Thank you for this excellent expose. Way too many people think Anthropic are the "good guys".

Devansh's avatar

Yeah. I love that they stood against surveillance systems but they have a long history of sketchy behavior

Louisa Nicola's avatar

This is a solid correction to the narrative. The real takeaway isn’t that Anthropic faked capability, but that the edge is narrower than advertised. If smaller models plus good pipelines can replicate core findings, then the advantage is engineering, not intelligence, and that changes the entire competitive story.

Aseem Athale's avatar

I am unsure why everyone keeps praising Anthropic about their stance on surveillance systems. Their only problem with the DoD contract and everything was that they don't think their models are accurate enough to be used in that context, which might lead to unintended harm.

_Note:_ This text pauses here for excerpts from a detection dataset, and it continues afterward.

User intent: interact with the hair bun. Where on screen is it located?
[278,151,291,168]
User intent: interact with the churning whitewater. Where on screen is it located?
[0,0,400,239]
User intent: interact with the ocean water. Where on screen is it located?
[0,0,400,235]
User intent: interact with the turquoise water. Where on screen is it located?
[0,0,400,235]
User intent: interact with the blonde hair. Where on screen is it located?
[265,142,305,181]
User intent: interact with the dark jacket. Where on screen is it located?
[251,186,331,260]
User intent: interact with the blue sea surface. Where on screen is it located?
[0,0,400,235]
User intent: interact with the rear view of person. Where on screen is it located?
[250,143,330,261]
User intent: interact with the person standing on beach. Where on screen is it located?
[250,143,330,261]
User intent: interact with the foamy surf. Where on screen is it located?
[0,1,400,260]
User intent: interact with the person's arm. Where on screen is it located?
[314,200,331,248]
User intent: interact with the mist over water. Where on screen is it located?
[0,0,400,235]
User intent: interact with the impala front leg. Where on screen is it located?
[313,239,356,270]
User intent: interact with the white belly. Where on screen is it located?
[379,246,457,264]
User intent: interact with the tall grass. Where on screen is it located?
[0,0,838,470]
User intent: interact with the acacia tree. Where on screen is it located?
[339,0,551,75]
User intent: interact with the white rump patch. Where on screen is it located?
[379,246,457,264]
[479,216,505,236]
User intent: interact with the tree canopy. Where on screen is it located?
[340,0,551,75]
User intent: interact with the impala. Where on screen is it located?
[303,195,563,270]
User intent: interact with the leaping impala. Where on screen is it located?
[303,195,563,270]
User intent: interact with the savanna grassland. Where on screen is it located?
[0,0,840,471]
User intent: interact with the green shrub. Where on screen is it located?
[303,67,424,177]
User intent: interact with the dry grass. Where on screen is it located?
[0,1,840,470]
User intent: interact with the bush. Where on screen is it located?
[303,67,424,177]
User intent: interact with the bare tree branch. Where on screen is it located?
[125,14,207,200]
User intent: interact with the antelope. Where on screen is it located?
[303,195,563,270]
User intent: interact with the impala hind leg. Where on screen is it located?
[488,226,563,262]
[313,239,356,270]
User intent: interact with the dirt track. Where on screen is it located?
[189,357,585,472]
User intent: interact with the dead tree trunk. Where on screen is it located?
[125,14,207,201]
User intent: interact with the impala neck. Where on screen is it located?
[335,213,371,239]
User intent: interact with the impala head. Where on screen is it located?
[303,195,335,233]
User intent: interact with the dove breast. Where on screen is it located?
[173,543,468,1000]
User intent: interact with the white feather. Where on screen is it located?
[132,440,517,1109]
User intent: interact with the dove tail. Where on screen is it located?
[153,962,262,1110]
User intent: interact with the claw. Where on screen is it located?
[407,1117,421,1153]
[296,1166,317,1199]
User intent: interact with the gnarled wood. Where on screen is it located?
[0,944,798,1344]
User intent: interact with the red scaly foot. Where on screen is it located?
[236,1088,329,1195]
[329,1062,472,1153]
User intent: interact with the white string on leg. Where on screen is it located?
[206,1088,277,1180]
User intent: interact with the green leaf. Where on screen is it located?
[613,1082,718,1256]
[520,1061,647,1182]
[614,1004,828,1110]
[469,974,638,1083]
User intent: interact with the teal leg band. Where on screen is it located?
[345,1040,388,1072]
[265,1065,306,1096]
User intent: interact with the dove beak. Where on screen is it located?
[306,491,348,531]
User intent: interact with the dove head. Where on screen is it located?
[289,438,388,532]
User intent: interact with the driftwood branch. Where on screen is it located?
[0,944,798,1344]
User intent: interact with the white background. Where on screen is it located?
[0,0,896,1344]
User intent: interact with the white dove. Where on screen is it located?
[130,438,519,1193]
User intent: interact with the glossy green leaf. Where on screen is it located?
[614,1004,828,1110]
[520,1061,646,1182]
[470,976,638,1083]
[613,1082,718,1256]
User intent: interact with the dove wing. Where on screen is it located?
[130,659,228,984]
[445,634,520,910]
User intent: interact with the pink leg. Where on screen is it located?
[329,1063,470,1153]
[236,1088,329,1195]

Which implies that they'd be fine with their use in surveillance systems, but only once their models are accurate enough.

Leslie's avatar

Been building a primary-source record of the governance and money side of this. hhhrecord.org. Your technical teardown is the other half.

Robert's avatar

I'm actually more concerned about this model being released than before I read this 😅

If Mythos is not much better at finding bugs while significantly better at building multi-stage exploits then its' benefits are weighted strongly towards the red team.

Austin Morrissey's avatar

when are we getting the constructing research vulnerability pipelines post ?

L. rufus's avatar

Am showing this to one of our clients on Monday. Their CIO called frantically after the Claude Mythos story “broke”. He was adamant we “do something”. After some discussion I offered to disconnect their network from the Internet and then we could go hit a bucket of balls at the nearby golf course. I think he actually considered disconnection (yikes).

ToeKneeEi's avatar

Shhh… The Mythos sky-is-falling hype is mostly a play to spook the White House to kiss and make up with Anthropic because national security, if you buy the hype, trumps the Hegseth feud. It’s bought Dario a meet with Susie Wiles and some words of defusememt from all. Look to see Anthropic’s federal contracts restored if Pennsylvania Avenue doesn’t read Devansh’s post too carefully.